Roger & Roger, based in Moeskroen, Flanders, exports potato crisps and corn snacks to the private-label market in 20 countries. Founded in 1999, it has 350 employees. The company has bought all of the assets, including the employees, of Greenyard Frozen Hungary.
In its statement on the disposal, Greenyard said that in view of its transformation plan it is “improving its operations by optimising, rationalising and consolidating its footprint”.
It added: “As part of this plan, Greenyard reallocates the volume of its frozen products produced in Hungary to its other production sites in Europe ensuring uninterrupted service for its customers.”
Charles-Henri Deprez, managing director Greenyard Frozen, said: “We are very pleased that Roger & Roger, a socially responsible operating company, acquires our frozen plant in Hungary.

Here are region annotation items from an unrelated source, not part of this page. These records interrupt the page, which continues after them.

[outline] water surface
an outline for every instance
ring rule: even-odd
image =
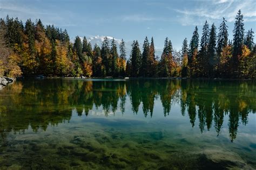
[[[252,81],[20,80],[0,169],[254,169],[255,112]]]

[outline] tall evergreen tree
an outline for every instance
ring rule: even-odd
[[[163,77],[172,76],[173,68],[173,59],[172,57],[172,45],[171,40],[166,37],[164,42],[164,47],[160,61],[160,74]]]
[[[201,37],[200,49],[198,56],[198,67],[200,70],[200,76],[206,76],[207,75],[207,68],[208,67],[208,58],[207,52],[208,46],[209,45],[210,36],[209,24],[207,20],[203,27],[203,33]]]
[[[183,40],[181,47],[181,57],[182,57],[182,66],[181,66],[181,76],[186,77],[188,76],[188,46],[187,40],[185,38]]]
[[[208,75],[211,77],[213,77],[217,65],[219,62],[216,58],[216,27],[214,23],[212,25],[210,33],[207,56],[209,67],[207,67],[206,69],[208,71]]]
[[[143,43],[143,49],[142,56],[142,66],[140,67],[140,75],[143,77],[148,76],[148,67],[149,52],[150,52],[150,44],[147,37],[146,37]]]
[[[237,76],[238,73],[238,62],[239,58],[241,55],[242,46],[244,44],[244,34],[245,29],[244,28],[244,16],[241,13],[241,10],[238,11],[238,13],[235,17],[234,30],[233,31],[233,71],[234,76]]]
[[[85,36],[84,37],[84,38],[83,39],[83,48],[82,48],[82,52],[83,53],[86,53],[86,49],[87,49],[87,39]]]
[[[111,48],[110,49],[110,53],[111,54],[111,70],[112,75],[113,76],[117,76],[119,74],[119,70],[118,70],[117,60],[119,58],[118,53],[117,53],[117,45],[114,42],[114,39],[113,38],[111,42]]]
[[[30,19],[28,19],[25,24],[25,33],[28,37],[28,44],[29,44],[29,53],[32,63],[32,73],[36,73],[36,48],[35,46],[35,25]]]
[[[84,61],[84,59],[83,56],[83,45],[81,42],[81,39],[78,36],[76,37],[76,39],[74,42],[74,49],[76,51],[80,63],[82,64]]]
[[[185,54],[187,55],[187,53],[188,53],[187,40],[187,38],[185,38],[182,43],[181,55],[184,56]]]
[[[138,77],[139,76],[142,62],[142,55],[140,54],[138,40],[136,40],[136,41],[133,41],[133,43],[132,45],[132,51],[131,53],[131,76]]]
[[[197,54],[198,51],[198,46],[199,44],[199,35],[198,34],[198,29],[196,26],[193,36],[190,40],[188,57],[188,65],[190,68],[190,76],[194,76],[196,73],[197,72],[196,70],[198,68],[197,66]]]
[[[121,42],[120,43],[119,49],[120,58],[121,59],[120,75],[122,76],[124,76],[125,74],[125,68],[124,62],[126,59],[126,52],[125,49],[125,43],[124,42],[124,41],[123,39],[122,39]]]
[[[252,29],[248,30],[245,39],[245,45],[247,46],[250,50],[252,52],[253,51],[253,46],[254,42],[253,41],[254,32],[252,31]]]
[[[109,42],[106,37],[105,37],[103,42],[102,42],[100,53],[102,58],[102,63],[104,65],[103,73],[105,73],[105,74],[104,74],[109,76],[111,74],[111,61],[110,56]]]
[[[151,42],[150,46],[149,60],[147,61],[148,65],[147,67],[147,70],[148,72],[148,75],[150,77],[157,76],[157,61],[156,60],[155,50],[154,45],[154,39],[153,37],[151,38]]]
[[[188,55],[188,65],[190,66],[192,62],[192,56],[194,51],[198,50],[199,44],[199,35],[198,34],[198,29],[197,26],[196,26],[194,32],[193,32],[193,36],[190,40],[190,48],[189,48],[189,55]]]
[[[228,40],[227,28],[228,27],[226,24],[226,22],[227,21],[223,18],[223,20],[219,27],[217,47],[217,54],[219,60],[223,48],[227,45],[227,41]]]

“Roger & Roger has decided to expand its business to the Hungarian market and has a clear intention to invest in it. Furthermore, the transaction safeguards the interest of all our stakeholders.”
Yves De Vinck, chief executive officer of Roger & Roger, said: “Since a certain time we have showed more than normal interest in potential opportunities to further develop our business in central Eastern Europe.

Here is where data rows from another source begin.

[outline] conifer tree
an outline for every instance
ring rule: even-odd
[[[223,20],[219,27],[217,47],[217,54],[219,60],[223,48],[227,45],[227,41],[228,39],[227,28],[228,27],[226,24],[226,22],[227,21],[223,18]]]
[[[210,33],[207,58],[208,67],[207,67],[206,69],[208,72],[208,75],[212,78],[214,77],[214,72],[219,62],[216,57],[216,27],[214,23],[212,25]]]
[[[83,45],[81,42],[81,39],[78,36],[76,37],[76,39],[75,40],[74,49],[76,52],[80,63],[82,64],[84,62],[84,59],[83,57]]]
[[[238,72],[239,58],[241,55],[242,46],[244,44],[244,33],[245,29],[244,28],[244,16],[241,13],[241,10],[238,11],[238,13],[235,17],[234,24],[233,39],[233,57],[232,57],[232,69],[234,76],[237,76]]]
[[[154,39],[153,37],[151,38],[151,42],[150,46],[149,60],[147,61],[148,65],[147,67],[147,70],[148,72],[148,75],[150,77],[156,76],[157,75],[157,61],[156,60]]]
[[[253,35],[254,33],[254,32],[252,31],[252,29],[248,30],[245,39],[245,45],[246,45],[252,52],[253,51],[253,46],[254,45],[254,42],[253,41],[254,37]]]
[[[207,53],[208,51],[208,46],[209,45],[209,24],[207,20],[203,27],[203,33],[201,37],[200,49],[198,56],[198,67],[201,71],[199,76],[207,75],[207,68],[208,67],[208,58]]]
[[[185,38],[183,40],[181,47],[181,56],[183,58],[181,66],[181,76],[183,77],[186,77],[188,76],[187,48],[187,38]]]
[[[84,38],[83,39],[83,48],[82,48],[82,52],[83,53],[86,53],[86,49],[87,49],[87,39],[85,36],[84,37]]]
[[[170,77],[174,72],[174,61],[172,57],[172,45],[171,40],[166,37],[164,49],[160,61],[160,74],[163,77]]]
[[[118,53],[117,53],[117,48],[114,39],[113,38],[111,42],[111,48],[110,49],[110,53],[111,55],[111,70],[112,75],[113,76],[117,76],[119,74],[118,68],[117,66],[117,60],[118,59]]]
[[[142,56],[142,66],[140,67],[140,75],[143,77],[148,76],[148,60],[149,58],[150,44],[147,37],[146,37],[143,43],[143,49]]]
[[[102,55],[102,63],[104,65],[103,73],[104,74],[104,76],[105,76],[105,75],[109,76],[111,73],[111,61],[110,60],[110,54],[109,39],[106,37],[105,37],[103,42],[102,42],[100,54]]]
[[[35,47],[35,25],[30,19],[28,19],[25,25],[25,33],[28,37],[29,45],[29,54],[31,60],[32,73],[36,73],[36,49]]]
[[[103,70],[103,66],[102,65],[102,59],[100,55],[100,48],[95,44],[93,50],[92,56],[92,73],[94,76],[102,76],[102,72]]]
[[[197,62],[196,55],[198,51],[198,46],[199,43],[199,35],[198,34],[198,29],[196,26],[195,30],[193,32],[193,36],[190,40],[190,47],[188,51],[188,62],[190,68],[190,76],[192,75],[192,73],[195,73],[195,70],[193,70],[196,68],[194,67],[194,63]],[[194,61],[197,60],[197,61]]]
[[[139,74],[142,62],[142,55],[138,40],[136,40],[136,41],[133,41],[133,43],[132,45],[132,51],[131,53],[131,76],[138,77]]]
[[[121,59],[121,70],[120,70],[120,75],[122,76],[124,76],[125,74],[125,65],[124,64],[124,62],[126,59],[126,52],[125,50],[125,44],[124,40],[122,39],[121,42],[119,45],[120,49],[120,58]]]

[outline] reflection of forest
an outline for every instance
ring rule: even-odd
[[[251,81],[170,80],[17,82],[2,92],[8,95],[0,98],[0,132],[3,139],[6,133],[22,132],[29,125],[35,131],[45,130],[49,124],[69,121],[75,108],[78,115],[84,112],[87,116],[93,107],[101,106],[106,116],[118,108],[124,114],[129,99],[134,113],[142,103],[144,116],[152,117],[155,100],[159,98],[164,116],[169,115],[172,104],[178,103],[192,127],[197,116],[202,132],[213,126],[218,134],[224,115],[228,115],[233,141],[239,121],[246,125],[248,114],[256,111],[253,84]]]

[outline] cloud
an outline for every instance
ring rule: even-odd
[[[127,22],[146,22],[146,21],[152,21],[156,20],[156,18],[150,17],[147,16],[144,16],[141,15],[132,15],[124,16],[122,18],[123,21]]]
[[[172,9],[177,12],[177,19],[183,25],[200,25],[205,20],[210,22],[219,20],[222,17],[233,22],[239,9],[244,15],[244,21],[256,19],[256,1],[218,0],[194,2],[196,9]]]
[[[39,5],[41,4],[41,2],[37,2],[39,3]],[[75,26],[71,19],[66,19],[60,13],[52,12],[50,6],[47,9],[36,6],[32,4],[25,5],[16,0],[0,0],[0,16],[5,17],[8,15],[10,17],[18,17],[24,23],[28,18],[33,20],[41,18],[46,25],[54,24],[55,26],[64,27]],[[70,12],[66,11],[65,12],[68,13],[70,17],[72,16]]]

“The experience and know-how of the Hungarian farmers, together with the high motivation of the employees at the site, convinced us to acquire this plant from Greenyard.
“In the coming months we will disclose more information on the future plans and investments we will make, to secure continuity and new growth for all stakeholders.”
Announcing a transformation plan in March, Greenyard said a clutch of assets are to be sold – with a whole division potentially up for sale – and more than 400 jobs could be cut as it looked to “shape the future” of the business.